45. El derecho a la vida es el presupuesto básico del ejercicio de los derechos consagrados en el Convenio núm. 87.

(Véase 265.o informe, casos núms. 1434 y 1477 (Colombia), párrafo 493.)

46. La libertad sindical sólo puede ejercerse en una situación en que se respeten y garanticen plenamente los derechos humanos fundamentales, en particular, los relativos a la vida y a la seguridad de la persona.

(Véanse, por ejemplo, 233.er informe, caso núm. 1233 (El Salvador), párrafo 682; 238.o informe, casos núms. 1199, párrafo 267; 1262, párrafo 280; 239.o informe, casos núms. 1176, 1195 y 1215, párrafo 225, c), y 294.o informe, caso núm. 1761 (Colombia), párrafo 726.)

47. Los derechos de las organizaciones de trabajadores y de empleadores sólo pueden ejercerse en un clima desprovisto de violencia, de presiones o de amenazas de toda índole contra los dirigentes y afiliados de tales organizaciones, e incumbe a los gobiernos garantizar el respeto de este principio.

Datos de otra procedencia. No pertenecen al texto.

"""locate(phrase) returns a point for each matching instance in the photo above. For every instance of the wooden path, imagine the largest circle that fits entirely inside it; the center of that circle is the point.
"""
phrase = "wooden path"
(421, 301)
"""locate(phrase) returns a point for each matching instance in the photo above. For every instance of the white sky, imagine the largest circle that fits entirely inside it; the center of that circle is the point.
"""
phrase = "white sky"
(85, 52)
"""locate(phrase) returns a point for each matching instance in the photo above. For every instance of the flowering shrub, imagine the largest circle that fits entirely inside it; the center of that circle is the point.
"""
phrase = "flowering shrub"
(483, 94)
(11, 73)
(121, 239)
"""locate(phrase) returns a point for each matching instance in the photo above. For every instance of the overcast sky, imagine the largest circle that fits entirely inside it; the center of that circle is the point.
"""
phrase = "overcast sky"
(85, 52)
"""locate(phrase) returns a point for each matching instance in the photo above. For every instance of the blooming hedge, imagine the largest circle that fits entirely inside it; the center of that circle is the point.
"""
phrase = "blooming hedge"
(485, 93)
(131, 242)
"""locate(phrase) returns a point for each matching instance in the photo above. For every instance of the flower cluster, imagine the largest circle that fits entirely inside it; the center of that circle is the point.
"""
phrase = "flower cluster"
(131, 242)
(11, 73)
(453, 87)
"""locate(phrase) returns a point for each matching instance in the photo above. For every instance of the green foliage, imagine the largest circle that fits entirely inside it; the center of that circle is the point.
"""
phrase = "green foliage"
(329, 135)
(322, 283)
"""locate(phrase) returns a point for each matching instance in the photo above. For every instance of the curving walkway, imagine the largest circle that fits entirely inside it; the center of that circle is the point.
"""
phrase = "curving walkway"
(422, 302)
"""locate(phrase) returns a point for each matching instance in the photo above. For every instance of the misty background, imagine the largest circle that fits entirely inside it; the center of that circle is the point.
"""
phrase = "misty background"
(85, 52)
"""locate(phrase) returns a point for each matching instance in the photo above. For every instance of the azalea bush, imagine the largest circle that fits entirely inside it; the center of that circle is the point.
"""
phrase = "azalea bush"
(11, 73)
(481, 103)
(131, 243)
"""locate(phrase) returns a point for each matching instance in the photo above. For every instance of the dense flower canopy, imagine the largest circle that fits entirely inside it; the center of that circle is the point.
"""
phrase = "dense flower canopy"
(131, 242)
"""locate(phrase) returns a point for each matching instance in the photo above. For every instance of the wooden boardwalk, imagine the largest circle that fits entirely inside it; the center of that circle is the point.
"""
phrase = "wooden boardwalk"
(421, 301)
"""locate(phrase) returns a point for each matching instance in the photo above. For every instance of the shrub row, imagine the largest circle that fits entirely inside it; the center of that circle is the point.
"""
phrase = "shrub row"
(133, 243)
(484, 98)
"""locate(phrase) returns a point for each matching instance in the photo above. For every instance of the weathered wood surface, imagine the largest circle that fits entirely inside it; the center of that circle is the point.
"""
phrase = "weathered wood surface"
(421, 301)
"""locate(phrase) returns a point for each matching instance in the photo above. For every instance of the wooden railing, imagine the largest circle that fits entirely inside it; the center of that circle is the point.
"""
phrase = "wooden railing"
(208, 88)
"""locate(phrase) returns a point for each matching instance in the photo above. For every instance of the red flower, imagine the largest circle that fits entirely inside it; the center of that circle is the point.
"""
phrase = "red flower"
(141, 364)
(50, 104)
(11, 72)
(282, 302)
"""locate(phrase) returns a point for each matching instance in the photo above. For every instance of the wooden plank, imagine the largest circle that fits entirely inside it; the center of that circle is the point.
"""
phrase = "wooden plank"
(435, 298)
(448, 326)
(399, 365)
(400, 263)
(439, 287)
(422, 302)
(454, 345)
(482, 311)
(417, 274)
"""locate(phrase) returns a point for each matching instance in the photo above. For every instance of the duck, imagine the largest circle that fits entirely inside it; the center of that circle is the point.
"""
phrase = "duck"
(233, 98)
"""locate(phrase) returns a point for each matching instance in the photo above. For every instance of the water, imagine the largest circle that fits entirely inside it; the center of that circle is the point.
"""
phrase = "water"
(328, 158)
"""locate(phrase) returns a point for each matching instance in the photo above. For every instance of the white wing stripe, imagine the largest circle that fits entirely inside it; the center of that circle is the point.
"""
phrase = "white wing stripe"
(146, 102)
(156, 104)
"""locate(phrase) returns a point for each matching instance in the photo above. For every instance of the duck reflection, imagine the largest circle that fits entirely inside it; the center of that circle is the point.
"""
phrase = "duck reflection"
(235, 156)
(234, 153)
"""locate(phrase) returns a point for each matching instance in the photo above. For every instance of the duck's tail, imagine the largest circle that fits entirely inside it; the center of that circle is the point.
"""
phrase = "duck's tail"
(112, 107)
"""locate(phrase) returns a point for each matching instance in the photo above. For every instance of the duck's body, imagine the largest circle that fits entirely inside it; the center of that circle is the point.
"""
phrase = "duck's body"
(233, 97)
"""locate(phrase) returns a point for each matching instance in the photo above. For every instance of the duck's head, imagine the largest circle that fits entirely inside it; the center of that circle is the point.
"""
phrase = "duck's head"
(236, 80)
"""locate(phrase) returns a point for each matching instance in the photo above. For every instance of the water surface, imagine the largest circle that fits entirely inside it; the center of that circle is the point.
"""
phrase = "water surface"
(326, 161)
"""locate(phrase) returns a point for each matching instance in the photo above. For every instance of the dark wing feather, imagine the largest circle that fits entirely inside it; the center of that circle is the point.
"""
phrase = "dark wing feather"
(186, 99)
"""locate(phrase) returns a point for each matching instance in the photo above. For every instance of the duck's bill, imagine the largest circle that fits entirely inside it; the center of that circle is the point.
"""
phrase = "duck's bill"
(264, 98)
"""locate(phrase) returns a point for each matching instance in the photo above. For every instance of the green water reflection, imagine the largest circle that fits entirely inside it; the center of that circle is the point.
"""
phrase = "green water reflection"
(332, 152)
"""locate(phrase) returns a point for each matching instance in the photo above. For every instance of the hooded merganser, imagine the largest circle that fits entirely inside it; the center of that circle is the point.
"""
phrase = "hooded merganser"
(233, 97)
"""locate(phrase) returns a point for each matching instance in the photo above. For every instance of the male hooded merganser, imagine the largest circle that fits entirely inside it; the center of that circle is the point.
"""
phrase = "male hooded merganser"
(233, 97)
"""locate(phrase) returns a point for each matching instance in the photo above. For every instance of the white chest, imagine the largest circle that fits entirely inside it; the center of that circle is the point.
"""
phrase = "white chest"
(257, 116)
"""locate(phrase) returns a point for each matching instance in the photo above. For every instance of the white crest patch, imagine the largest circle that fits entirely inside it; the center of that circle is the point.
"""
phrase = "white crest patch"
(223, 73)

(Véanse 291.er informe, caso núm. 1700 (Nicaragua), párrafo 310, y 294.o informe, caso núm. 1761 (Colombia), párrafo 726.)

48. Un movimiento sindical realmente libre e independiente no se puede desarrollar en un clima de violencia e incertidumbre.

(Véase Recopilación de 1985, párrafo 75.)

49. Un clima de violencia que da lugar al asesinato o a la desaparición de dirigentes sindicales o actos de agresión contra los locales y bienes de organizaciones de trabajadores y de empleadores constituye un grave obstáculo para el ejercicio de los derechos sindicales; tales actos exigen medidas severas por parte de las autoridades.

(Véanse Recopilación de 1985, párrafo 76 y 291.er informe, caso núm. 1700, párrafo 309.)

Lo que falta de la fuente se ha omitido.